Sanket Sarkar: That’s a crucial area, and there’s a significant need to create an ecosystem around it. Here’s how we’ve approached it with our CRPM platform and the Vendor Pulse platform. Consider an example where Organization A, a large bank or financial sector entity, uses CRPM, and Organization B also uses CRPM. If Organization A wants to onboard a fin tech, and that fintech also uses Zeron CRPM, they can utilize the Vendor Pulse platform provided by Zeron for this process.
There are two key aspects: digital risks and questionnaires. The questionnaire will contain various questions, some technical and others compliance-related, which may need input from HR or finance teams. On the digital risk side, we conduct external scans. Since both parties use the platform, data can flow directly, providing evidence of compliance or issues. This ecosystem allows for a clear understanding of the risks involved in onboarding a vendor, backed by evidence, addressing one of the biggest challenges in the process.
TAM: How does Zeron position itself as a strategic partner for businesses in such a crowded market? What are some unique value propositions that you offer to help organizations?

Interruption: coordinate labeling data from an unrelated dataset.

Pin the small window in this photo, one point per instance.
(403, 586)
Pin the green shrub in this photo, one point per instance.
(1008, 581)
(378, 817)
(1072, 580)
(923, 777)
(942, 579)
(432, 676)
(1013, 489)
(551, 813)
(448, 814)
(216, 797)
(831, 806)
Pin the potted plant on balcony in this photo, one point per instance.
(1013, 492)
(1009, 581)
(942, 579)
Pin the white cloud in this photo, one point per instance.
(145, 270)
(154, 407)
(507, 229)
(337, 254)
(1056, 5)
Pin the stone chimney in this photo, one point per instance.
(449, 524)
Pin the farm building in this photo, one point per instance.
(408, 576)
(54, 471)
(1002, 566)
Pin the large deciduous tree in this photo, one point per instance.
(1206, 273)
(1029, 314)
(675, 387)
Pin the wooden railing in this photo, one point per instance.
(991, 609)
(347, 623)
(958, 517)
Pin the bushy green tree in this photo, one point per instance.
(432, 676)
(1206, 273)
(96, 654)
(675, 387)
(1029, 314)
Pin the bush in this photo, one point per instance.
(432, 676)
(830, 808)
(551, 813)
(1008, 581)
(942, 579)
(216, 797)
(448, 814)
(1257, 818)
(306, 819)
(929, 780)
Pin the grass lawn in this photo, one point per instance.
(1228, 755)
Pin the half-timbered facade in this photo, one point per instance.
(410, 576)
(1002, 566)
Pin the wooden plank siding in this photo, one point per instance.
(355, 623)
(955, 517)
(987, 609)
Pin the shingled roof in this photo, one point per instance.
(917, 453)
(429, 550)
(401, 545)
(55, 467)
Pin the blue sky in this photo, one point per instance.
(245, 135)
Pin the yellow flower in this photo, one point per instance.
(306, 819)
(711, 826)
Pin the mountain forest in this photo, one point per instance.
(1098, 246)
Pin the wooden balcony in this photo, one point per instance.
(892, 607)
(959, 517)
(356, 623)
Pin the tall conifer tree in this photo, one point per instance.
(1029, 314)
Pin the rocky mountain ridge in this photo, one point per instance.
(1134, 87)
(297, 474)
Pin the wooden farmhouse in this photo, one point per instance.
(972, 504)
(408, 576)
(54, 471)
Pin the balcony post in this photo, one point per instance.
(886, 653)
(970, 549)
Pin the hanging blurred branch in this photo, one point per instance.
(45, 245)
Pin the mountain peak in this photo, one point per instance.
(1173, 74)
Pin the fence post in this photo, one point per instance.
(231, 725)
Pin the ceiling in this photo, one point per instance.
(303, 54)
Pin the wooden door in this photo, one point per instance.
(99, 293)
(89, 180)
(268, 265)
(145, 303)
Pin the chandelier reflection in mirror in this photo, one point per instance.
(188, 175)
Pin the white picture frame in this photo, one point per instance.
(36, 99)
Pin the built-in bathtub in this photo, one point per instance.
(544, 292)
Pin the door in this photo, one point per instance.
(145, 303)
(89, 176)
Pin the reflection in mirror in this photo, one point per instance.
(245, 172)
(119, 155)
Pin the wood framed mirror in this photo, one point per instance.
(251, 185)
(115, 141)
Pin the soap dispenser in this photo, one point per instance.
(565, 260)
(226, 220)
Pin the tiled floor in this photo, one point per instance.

Sanket Sarkar: Cybersecurity is a crowded space, as we know. However, in our specific niche of cyber risk quantification and materiality, there are only six major players worldwide, and Zeron is one of them.
Our unique value proposition lies in helping organizations understand the buildup of their risks, rather than just reacting after a risk has materialized. For instance, if there are five gates and a breach at gate number one could potentially lead to issues at gate number five, we illustrate that pathway. This approach creates significant engagement and loyalty to our platform.
We primarily sell to CISOs and top management. It’s remarkable that these users spend an average of one hour daily on our dashboard. One customer even shared, “We begin our day by reviewing Zeron’s dashboards to strategize our cybersecurity program.” They rely on Zeron as their single source of truth for cybersecurity decision-making, which is our most compelling value proposition.
TAM: Are you looking to expand into other sectors apart from BFSI?
Sanket Sarkar: Zeron has introduced a new offering called Quantified Business Exposure to Risks (QBER), a mathematical model designed to quantify risk in monetary terms. Unlike existing models, QBER isn’t limited to any specific sector—it’s globally applicable across industries such as BFSI, manufacturing, healthcare, and more. Whether in India, Asia, Africa, America, Europe, or any other region, QBER can be effectively implemented.
This versatility addresses a significant gap in current models worldwide. QBER’s release as India’s pioneering cybersecurity risk quantification model garnered substantial interest. We received numerous collaboration requests from universities and national cybersecurity programs globally eager to contribute and partner with us on its development.